So at that point (Summer 2011), I took a long hard look into the mirror, discussed this with friends, both on- and offline, and everyone was struggling to find real use cases that didn't involve crime. When then, later in 2011, Litecoin and the other alts came on the scene, without any real difference, I left the crypto scene.
Now, over 10 years later, the number of real life use cases not involving crime is still scarce. That's a bit embarrassing, if you ask me.
(Edit: small correction)
I was quite young at the time, but I've since learned that just because something has no value, doesn't mean you can't make money trading it.
There's probably a third utility, which is having lots of Bitcoin means you have lots of dollars, which means people know you're rich and want to date you, be friends with you, party with you in Miami etc. But it's interesting to notice (this is a bit trite but I think not totally) that people still tally crypto wealth in dollars ("he's a crypto billionaire" doesn't mean he has billions of bitcoins) so the utility of bitcoin seems to implicitly be that it's worth lots of dollars.

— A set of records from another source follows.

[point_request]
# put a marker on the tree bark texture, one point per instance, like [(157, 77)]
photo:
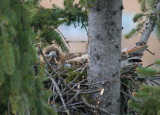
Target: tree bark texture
[(105, 25)]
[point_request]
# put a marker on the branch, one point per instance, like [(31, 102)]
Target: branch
[(94, 107), (59, 93)]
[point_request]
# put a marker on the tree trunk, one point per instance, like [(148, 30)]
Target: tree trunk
[(105, 24)]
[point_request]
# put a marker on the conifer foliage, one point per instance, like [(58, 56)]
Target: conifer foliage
[(20, 91)]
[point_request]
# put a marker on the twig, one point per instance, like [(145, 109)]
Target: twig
[(129, 96), (63, 36), (48, 64), (59, 93), (94, 107)]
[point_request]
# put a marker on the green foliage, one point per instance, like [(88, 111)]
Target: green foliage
[(157, 62), (47, 21), (146, 71), (148, 101), (20, 91), (147, 10)]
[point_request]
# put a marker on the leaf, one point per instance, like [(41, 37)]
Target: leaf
[(158, 62), (146, 71), (2, 78), (8, 58)]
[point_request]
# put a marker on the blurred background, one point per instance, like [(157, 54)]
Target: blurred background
[(78, 37)]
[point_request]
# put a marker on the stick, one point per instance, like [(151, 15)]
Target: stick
[(59, 93)]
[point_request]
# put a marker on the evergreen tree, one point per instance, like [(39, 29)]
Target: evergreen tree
[(20, 91)]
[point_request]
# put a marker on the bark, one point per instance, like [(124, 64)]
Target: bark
[(105, 23)]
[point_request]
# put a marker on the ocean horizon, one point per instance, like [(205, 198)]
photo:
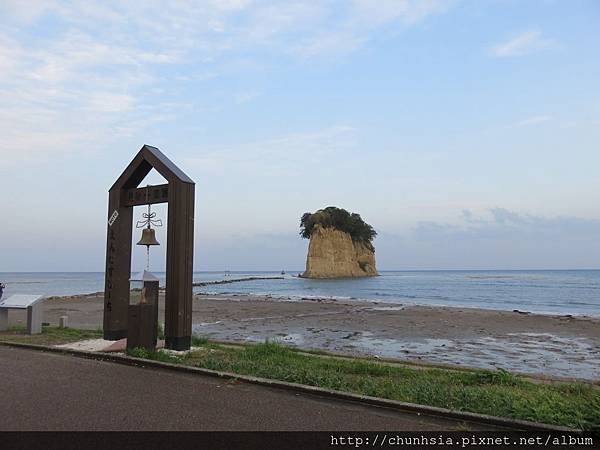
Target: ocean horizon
[(574, 292)]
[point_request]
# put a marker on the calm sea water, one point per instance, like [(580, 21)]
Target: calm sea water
[(544, 291)]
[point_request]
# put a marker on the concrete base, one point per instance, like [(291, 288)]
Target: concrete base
[(3, 319), (34, 318), (178, 343)]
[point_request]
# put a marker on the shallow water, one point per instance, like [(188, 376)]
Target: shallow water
[(543, 291)]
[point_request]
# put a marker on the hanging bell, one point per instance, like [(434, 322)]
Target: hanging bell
[(148, 237)]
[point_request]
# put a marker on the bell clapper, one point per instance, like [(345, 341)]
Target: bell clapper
[(148, 234)]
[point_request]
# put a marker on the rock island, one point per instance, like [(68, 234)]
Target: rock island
[(340, 244)]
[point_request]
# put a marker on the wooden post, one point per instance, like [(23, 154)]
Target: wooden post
[(123, 195)]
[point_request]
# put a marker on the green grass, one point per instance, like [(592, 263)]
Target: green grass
[(156, 355), (498, 393), (199, 341)]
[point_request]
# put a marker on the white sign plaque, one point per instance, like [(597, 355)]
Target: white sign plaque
[(20, 301), (113, 217)]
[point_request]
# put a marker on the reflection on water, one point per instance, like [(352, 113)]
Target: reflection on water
[(543, 291)]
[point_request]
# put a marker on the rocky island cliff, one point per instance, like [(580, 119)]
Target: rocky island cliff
[(340, 245)]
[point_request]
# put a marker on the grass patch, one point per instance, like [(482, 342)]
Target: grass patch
[(49, 335), (498, 393), (155, 355), (199, 341)]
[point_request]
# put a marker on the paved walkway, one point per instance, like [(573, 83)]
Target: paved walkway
[(49, 391)]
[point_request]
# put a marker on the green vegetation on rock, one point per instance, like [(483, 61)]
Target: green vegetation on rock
[(340, 219)]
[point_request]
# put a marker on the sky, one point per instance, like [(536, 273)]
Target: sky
[(467, 132)]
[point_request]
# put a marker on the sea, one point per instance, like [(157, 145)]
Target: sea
[(575, 292)]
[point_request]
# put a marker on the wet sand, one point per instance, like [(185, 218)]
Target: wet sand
[(551, 345)]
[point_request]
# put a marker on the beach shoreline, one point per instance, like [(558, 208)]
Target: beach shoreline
[(565, 346)]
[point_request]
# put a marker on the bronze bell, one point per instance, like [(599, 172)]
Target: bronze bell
[(148, 237)]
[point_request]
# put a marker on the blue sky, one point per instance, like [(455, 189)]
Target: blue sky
[(466, 132)]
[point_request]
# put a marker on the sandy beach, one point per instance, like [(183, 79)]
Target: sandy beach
[(551, 345)]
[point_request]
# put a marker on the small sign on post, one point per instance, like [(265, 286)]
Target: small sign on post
[(113, 217)]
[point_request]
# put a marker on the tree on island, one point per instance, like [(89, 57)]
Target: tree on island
[(339, 219)]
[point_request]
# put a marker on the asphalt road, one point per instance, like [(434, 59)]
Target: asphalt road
[(50, 391)]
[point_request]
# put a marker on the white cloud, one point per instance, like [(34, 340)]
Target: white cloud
[(99, 68), (523, 44), (279, 156), (533, 120)]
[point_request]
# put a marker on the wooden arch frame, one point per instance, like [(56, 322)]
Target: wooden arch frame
[(122, 197)]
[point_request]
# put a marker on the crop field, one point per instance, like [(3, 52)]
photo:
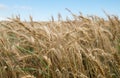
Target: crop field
[(82, 47)]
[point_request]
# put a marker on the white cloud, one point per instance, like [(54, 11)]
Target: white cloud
[(22, 7)]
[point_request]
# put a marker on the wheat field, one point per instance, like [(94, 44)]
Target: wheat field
[(84, 47)]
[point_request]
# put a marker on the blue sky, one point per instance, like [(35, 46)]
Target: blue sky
[(42, 10)]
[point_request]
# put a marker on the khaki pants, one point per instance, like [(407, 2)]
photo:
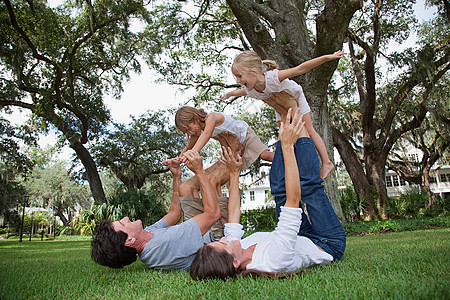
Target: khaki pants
[(191, 207)]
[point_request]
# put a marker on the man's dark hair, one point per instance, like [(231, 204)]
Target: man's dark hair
[(210, 263), (108, 247)]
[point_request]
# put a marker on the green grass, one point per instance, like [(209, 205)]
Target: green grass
[(399, 265)]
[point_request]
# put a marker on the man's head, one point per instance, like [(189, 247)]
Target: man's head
[(217, 260), (110, 247)]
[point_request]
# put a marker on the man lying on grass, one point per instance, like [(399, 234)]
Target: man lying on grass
[(163, 245), (298, 241)]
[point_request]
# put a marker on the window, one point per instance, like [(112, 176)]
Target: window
[(388, 181), (395, 180), (413, 157)]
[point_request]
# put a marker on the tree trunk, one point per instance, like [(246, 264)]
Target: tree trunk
[(92, 175), (59, 213), (356, 171), (292, 45)]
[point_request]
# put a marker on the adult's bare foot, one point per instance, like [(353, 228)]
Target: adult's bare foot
[(281, 102)]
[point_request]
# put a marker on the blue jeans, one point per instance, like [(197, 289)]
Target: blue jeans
[(324, 230)]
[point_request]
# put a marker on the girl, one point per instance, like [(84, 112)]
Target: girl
[(296, 242), (201, 126), (262, 78)]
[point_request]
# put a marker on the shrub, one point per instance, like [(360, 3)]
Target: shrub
[(135, 204), (262, 219), (350, 204)]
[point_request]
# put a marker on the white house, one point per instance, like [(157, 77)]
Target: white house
[(256, 194)]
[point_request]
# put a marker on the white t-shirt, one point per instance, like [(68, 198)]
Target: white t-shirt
[(273, 85), (238, 127), (173, 247), (281, 250)]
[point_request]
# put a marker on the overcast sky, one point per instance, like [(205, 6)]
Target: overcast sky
[(141, 93)]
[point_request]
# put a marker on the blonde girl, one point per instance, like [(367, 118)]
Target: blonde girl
[(262, 78), (201, 126)]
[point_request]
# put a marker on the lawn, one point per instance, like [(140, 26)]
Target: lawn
[(399, 265)]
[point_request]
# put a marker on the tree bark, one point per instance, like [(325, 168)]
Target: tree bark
[(291, 45), (92, 175)]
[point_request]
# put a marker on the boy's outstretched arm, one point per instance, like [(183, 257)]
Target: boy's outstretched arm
[(235, 93), (233, 161), (290, 132), (174, 214), (308, 65), (211, 209)]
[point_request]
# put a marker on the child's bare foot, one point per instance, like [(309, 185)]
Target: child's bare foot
[(326, 169)]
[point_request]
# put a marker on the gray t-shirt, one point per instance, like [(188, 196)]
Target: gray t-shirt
[(174, 247)]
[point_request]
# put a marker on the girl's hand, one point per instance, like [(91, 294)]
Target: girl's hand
[(291, 129), (337, 54), (232, 160), (174, 165), (193, 161), (225, 97)]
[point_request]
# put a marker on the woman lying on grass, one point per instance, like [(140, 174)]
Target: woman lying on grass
[(297, 242)]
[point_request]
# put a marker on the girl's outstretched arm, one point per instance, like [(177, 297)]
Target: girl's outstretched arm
[(213, 120), (290, 132), (235, 93), (308, 65), (191, 143), (233, 162)]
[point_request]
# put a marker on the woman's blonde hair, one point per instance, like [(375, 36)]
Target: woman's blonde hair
[(187, 114), (247, 60)]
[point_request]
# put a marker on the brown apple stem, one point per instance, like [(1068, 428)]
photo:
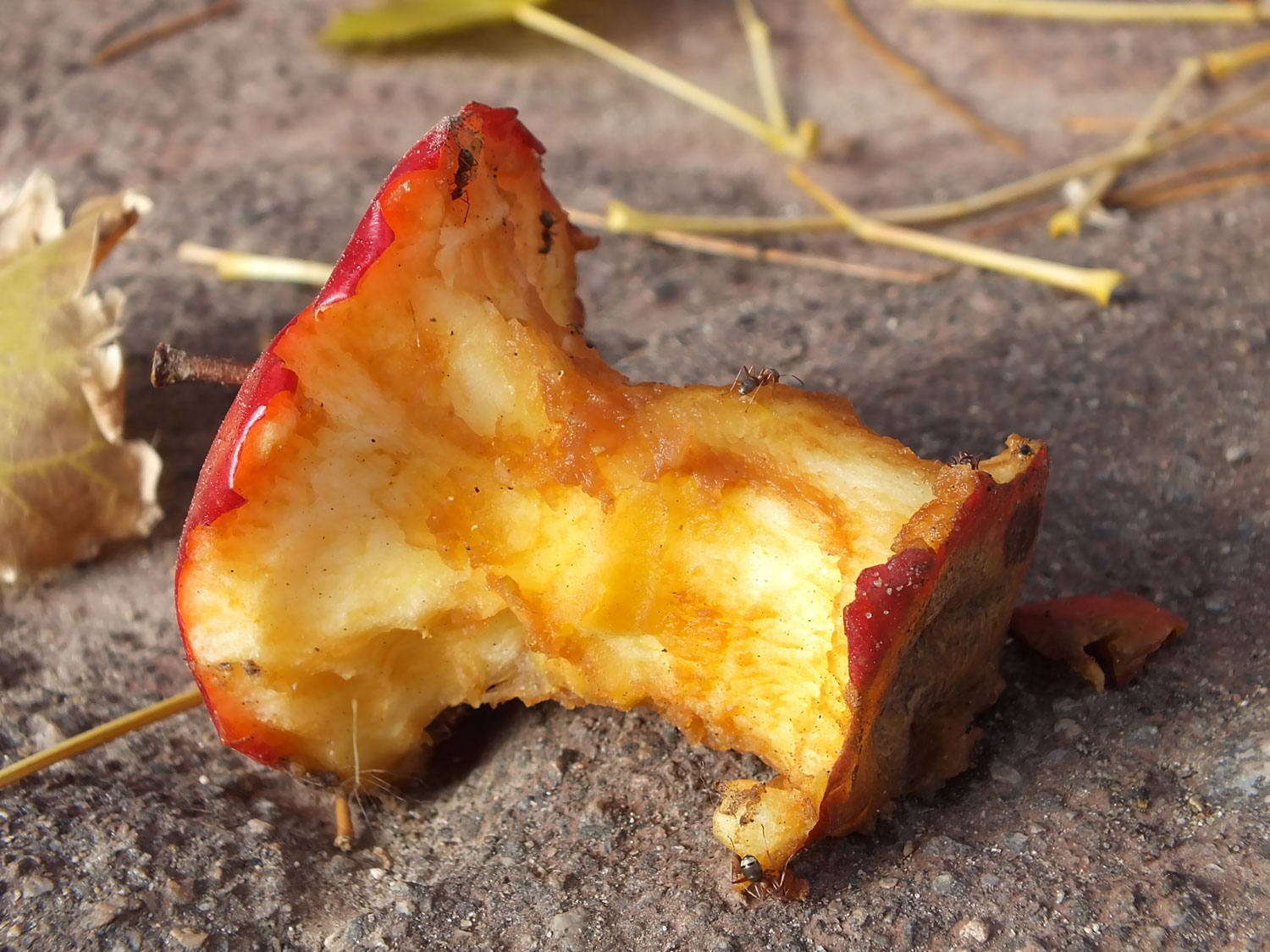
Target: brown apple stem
[(343, 825), (175, 366), (164, 30), (917, 78), (99, 735)]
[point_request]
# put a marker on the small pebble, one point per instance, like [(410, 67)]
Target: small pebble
[(1218, 604), (179, 891), (975, 931), (1068, 729), (36, 885), (101, 914), (1003, 773), (190, 938), (1237, 454)]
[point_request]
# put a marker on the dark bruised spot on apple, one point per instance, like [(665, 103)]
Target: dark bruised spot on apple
[(1021, 531), (873, 619)]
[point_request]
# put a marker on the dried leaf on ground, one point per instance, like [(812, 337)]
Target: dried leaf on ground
[(1097, 635), (69, 482)]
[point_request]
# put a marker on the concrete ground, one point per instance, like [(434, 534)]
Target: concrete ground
[(1133, 819)]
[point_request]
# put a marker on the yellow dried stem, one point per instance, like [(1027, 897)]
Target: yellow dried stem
[(917, 78), (774, 256), (1100, 12), (1082, 124), (566, 32), (622, 218), (97, 736), (759, 42), (1132, 195), (1049, 179), (241, 266), (1096, 283), (1071, 218), (162, 30), (1224, 63), (1196, 190)]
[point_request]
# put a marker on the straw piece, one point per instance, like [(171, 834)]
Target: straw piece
[(752, 253), (1102, 12), (1031, 185), (622, 218), (1096, 283), (919, 78), (1071, 218), (164, 30), (243, 266), (566, 32), (759, 42), (99, 735)]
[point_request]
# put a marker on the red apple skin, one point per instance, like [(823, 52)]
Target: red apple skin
[(215, 494), (975, 530)]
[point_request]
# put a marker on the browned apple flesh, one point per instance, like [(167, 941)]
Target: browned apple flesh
[(454, 499)]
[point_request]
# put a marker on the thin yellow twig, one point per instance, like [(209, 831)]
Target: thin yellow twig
[(1109, 12), (1223, 63), (1096, 283), (621, 218), (1195, 190), (774, 256), (759, 42), (1099, 124), (1071, 218), (919, 78), (566, 32), (164, 30), (99, 735), (1147, 195), (243, 266), (1030, 185), (1218, 167)]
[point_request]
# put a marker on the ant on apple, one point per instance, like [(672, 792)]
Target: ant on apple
[(462, 175), (749, 381), (546, 220), (754, 883)]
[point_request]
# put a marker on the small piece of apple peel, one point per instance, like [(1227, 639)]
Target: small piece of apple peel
[(1099, 636), (432, 492)]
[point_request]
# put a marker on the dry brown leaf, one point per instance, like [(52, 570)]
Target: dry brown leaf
[(69, 482)]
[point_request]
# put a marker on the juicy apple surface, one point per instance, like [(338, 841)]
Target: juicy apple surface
[(432, 492)]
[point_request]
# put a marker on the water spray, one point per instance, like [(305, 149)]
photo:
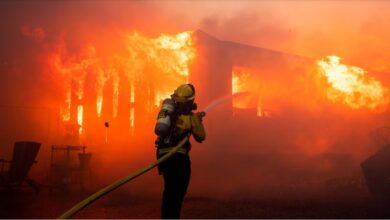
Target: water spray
[(223, 100)]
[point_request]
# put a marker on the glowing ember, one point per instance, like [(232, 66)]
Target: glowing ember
[(101, 78), (348, 84), (80, 118), (165, 57), (153, 66), (132, 102)]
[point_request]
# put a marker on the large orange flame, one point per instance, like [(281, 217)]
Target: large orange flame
[(350, 85), (152, 66)]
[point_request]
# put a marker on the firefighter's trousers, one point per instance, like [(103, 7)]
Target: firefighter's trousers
[(176, 172)]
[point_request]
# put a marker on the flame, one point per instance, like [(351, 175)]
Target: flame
[(101, 79), (80, 110), (115, 92), (153, 66), (350, 85), (167, 56), (132, 108), (243, 81)]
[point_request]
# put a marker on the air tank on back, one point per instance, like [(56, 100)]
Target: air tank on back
[(163, 123)]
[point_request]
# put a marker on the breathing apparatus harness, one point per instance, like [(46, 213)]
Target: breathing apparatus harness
[(165, 128)]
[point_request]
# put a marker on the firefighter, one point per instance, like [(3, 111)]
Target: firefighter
[(176, 171)]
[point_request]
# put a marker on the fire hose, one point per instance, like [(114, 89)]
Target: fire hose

You like the idea that you're a contrarian.
But he always seemed kind of full of BS with Opsware and stuff and cashed out by selling to a greater fool, I think HP or something.
So I’ve always looked at his offerings and not understood why they are valuable.
I never thought he was trying to scam, but this clip seems to be total BS to the extent that they are just cashing in on a more broad set of greater fools.
If a large group of people want crypto it will exist regardless of the engineering merits.
One kindof criticism of social media is that it's very performative. Many solutions I've seen involve the idea of adding some kind of friction. "slow to process" is obviously bad, but the idea of adding costs to things isn't one I'd outright rule out.